Q: The history department was relocated from Jingyuan to Lee Shau Kee Humanities Hall. What do you think are the differences between these two places?
A: The infrastructure is definitely a lot better because at least we each have our own private offices. When the History Department was in Jingyuan, if I taught classes both in the morning and in the afternoon, I had nowhere to go at noon but to squat at the gate. It was miserable. Though there were teaching-and-research rooms, they were open to everyone. If there were already people inside, then it would be embarrassing if you also went in and interrupted them.
Though the infrastructure is much better, the Humanities Hall does not have a sense of history to it. Visitors always praise the antique flavor of the place, but I tell them the antiquity of the place isn’t real. The place that has a real sense of history to it is Jingyuan. It gives you a different feeling. Despite the fact that buildings here were built to convey an antique feeling, to me they’re just modern buildings, only made softer on the eyes with decoration.
Q: You mentioned that when you were a student, you selected courses in Jingyuan. What was that process like?
A: First, we needed to check out the class schedule. At that time the schedule was put up in the department, very different from how we have access to it on our phones today. So we went to our department to copy the schedule so that we could take a closer look later. There was a student who facilitated our academic affairs and they took care of the process. When we all filled in the courses we would like to select, the student in charge would hand them in to the teaching secretary. Sometimes you needed to find the secretary yourself if you wanted to make any changes to the classes you had chosen. Checking test results followed the same procedure. You needed to find the teaching secretary when test results were released. Otherwise, you would not know your score, or even if you had failed a class.

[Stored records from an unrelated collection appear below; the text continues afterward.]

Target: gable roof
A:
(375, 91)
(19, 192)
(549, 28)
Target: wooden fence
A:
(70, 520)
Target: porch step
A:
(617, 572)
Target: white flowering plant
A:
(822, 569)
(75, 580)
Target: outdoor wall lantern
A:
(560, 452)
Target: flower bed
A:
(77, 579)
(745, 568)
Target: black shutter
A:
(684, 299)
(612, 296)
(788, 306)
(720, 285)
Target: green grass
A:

Q: Some students commented online that, “Jingyuan embodies the spirit of Peking University.” What, to you, is the spirit of Peking University?
A: I think it’s “disdainful”. Let me explain. It means that you are contemptuous of what others go crazily after. More than that, you don’t necessarily accept all the rules and doctrines that others take for granted in society because you have your unique perception, and you stick to your own point of view. To put it in another way, I think the spirit of our university can be encapsulated in the word “freedom”, which is central to the action of “disdain” I just talked about. Of course, there’s a limit. You can’t be contemptuous about everything. There are things to respect and rules to accept. One day it may backfire if you always stick to your own rules. Despite that, the spirit of our university to me is disdainfulness and freedom.